Robert Patrick (born September 27, 1937) is an American playwright, poet, lyricist, short-story writer and novelist. He was born Robert Patrick O'Connor in Kilgore, Texas, United States.

Robert Patrick was born to migrant workers in Texas. Because his parents moved around the Southwestern United States constantly, looking for work, he never went to one school for an entire year until his senior year of high school in Roswell, New Mexico. The only cultural constants in his life were books, film and radio. His mother made sure he learned to read, and arranged that he start school a year early. Lacking social contacts due to constant displacement, he always made poor grades, and dropped out of college after two years. Having experienced no live theatre except a few school shows, he fell in love with stage work while washing dishes at the Kennebunkport Playhouse in Kennebunkport, Maine one summer. Stopping off in New York on his way back to Roswell, he stumbled into the Caffe Cino, the first underground or Off-Off Broadway theatre, on September 14, 1961. He remained there working for free in any required capacity, supporting himself with temporary typing jobs while observing and participating in the production of dozens of plays, including So Long at the Fair by Lanford Wilson. Having long been a poet, in 1964 he got an idea for a play he called The Haunted Host, and because of the casualness of the Caffe Cino, was allowed to mount it almost at once. It was something of a success, and playwriting became his main focus.

Patrick is the author of over 60 published plays.

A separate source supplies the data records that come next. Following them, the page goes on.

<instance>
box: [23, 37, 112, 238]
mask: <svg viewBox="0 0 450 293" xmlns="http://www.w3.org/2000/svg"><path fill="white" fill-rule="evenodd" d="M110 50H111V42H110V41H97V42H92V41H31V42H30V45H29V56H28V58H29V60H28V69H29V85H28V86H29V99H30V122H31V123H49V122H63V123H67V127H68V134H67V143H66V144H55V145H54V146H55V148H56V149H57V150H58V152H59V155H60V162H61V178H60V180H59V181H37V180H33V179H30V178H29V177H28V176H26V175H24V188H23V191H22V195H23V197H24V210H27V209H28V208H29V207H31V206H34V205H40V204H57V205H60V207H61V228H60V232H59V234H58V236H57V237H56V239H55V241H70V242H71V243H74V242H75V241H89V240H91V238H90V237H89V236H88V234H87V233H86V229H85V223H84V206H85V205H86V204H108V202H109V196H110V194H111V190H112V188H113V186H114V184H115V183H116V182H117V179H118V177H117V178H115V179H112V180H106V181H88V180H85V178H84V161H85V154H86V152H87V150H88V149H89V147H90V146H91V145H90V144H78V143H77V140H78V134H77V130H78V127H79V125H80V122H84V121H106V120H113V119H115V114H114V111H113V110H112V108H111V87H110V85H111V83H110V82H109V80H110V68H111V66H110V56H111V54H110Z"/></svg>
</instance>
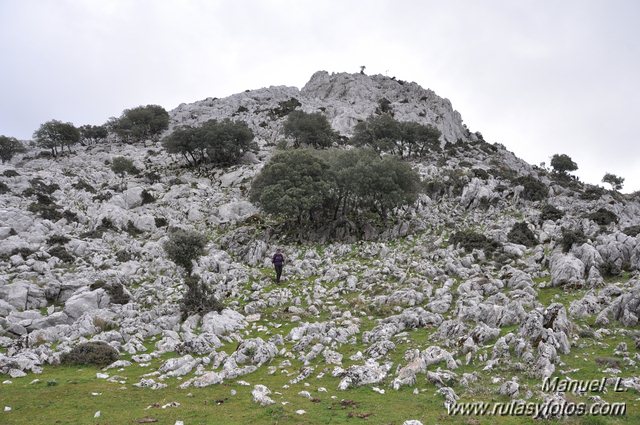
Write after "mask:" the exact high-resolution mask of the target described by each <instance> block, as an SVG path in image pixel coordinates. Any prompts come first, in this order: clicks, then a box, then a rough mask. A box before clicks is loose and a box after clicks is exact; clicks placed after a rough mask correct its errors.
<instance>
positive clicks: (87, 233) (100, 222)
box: [80, 217, 115, 239]
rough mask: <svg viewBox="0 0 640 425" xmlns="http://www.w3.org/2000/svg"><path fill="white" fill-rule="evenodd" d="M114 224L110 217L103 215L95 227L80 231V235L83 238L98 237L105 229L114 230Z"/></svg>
mask: <svg viewBox="0 0 640 425" xmlns="http://www.w3.org/2000/svg"><path fill="white" fill-rule="evenodd" d="M114 229H115V226H114V225H113V222H112V221H111V219H109V218H107V217H103V218H102V221H101V222H100V224H99V225H97V226H96V228H95V229H93V230H90V231H88V232H85V233H82V234H81V235H80V237H82V238H85V239H100V238H101V237H102V235H104V233H105V232H106V231H109V230H114Z"/></svg>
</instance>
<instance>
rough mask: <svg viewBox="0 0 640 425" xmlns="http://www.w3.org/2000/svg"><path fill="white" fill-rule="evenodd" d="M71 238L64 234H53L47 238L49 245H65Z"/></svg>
mask: <svg viewBox="0 0 640 425" xmlns="http://www.w3.org/2000/svg"><path fill="white" fill-rule="evenodd" d="M70 240H71V239H69V238H68V237H66V236H62V235H51V236H49V237H48V238H47V244H48V245H64V244H66V243H67V242H69V241H70Z"/></svg>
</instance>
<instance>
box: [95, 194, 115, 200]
mask: <svg viewBox="0 0 640 425" xmlns="http://www.w3.org/2000/svg"><path fill="white" fill-rule="evenodd" d="M111 198H113V193H111V192H100V193H98V194H97V195H96V196H94V197H93V200H94V201H97V202H103V201H108V200H109V199H111Z"/></svg>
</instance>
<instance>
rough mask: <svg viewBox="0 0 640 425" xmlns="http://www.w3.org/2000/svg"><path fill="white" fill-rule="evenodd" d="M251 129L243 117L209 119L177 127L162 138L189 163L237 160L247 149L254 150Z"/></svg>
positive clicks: (214, 162)
mask: <svg viewBox="0 0 640 425" xmlns="http://www.w3.org/2000/svg"><path fill="white" fill-rule="evenodd" d="M253 138H254V135H253V131H251V129H250V128H249V127H248V126H247V124H246V123H244V122H242V121H231V120H229V119H225V120H223V121H217V120H209V121H207V122H205V123H204V124H202V125H201V126H200V127H188V126H185V127H179V128H176V129H175V130H174V131H173V132H172V133H171V134H169V135H168V136H167V137H165V138H164V139H163V140H162V145H163V146H164V148H165V149H166V150H167V152H169V153H174V154H181V155H182V156H184V158H185V159H186V160H187V162H188V163H189V164H190V165H198V164H200V163H202V162H205V161H206V162H209V163H211V164H214V165H232V164H236V163H238V161H239V160H240V158H242V155H244V154H245V153H246V152H252V151H255V150H257V145H256V143H255V142H254V141H253Z"/></svg>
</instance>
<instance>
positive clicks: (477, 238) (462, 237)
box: [449, 230, 500, 255]
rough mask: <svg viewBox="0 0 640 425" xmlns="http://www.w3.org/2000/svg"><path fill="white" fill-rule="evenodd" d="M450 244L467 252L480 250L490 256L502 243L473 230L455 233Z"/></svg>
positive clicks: (464, 230) (450, 239) (450, 244)
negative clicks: (486, 236)
mask: <svg viewBox="0 0 640 425" xmlns="http://www.w3.org/2000/svg"><path fill="white" fill-rule="evenodd" d="M449 244H450V245H453V246H458V245H460V246H461V247H462V248H464V250H465V251H467V252H470V251H473V250H474V249H480V250H483V251H484V252H485V253H486V254H488V255H491V254H493V253H494V252H495V251H496V250H498V249H499V248H500V243H498V242H497V241H494V240H493V239H489V238H487V237H486V236H485V235H483V234H481V233H477V232H475V231H473V230H461V231H459V232H456V233H454V234H453V235H451V237H450V238H449Z"/></svg>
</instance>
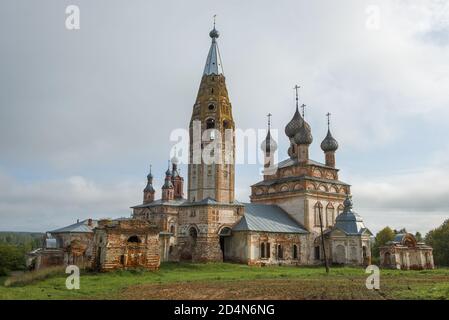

His first play, The Haunted Host, was produced in 1964 and premiered at the Caffe Cino in the Greenwich Village neighborhood of New York City, New York. Because Patrick refused the offer of Neil Flanagan, the Caffe Cino's star performer, to play the title role (because Flanagan had recently played Lanford Wilson's gay character, Lady Bright) Patrick himself wound up appearing in the play with fellow playwright William M. Hoffman.